Because Six Sigma targets improvements for financial gain, it's crucial to understand how much it costs an organization to run at less than Six Sigma capability. What is the cost associated with not meeting customer expectations or with not doing things right at the first attempt? The following table provides a general idea of the impact of varying performance levels.

Sigma DPPM Cost of poor process
1 691462.5
2 308537.5 30–40% of sales
3 66807.2 20–30% of sales
4 6209.7 15–20% of sales
5 232.6 10–15% of sales
6 3.4 less than 10% of sales

The Six Sigma methodology

The Six Sigma problem-solving methodology and tool set are known as DMAIC: Define, Measure, Analyze, Improve, and Control.

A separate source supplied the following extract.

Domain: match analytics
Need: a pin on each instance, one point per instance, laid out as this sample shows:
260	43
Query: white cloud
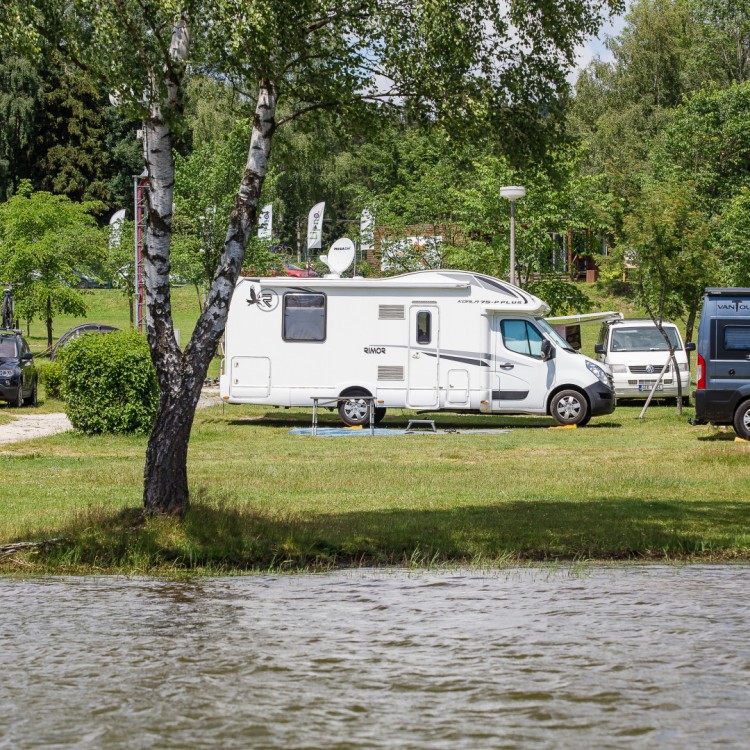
595	46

The following table provides a high-level overview of the objectives and activities in each phase.

Phase Objective Activities
Define Zero in on a specific problem with defined return on effort
  • Define customer CTQs
  • Establish measurement metrics (Y)
  • Leverage 80/20 rule to set project focus
  • Understand high-level flow of activity
  • Calculate savings opportunities
Measure Determine current process performance and identify key improvement measures
  • Validate the integrity of the data
  • Calculate process capability
  • Identify key inputs
Analyze Validate the process for improving performance
  • Validate key inputs by leveraging statistical tools
  • Establish an improvement plan
Improve Improve performance and validate realized results
  • Run improvement pilot
  • Validate improvements by leveraging statistical tools
  • Validate improved process capability
  • Calculate financial impact
Control Implement controls to ensure continued performance
  • Finalize implementation of improvements
  • Update documentation
  • Implement process controls
  • Validate process stability
  • Hand off and close

Put Six Sigma to work for your company

Over the past 20 years many companies have successfully leveraged Six Sigma to increase their competitive position in their markets. GE, for instance, became a major adopter of Six Sigma in the mid 1990s. Reports indicate that GE has saved over 4 billion dollars and shifted their gross margin from a 10%–12% range to a 12%–15% range. Many articles cite GE's success as directly linked to the use of Six Sigma.

Any organization, large or small, can accomplish success similar to GE's by assimilating Six Sigma's philosophy, measure, and methodology into the fabric of their business.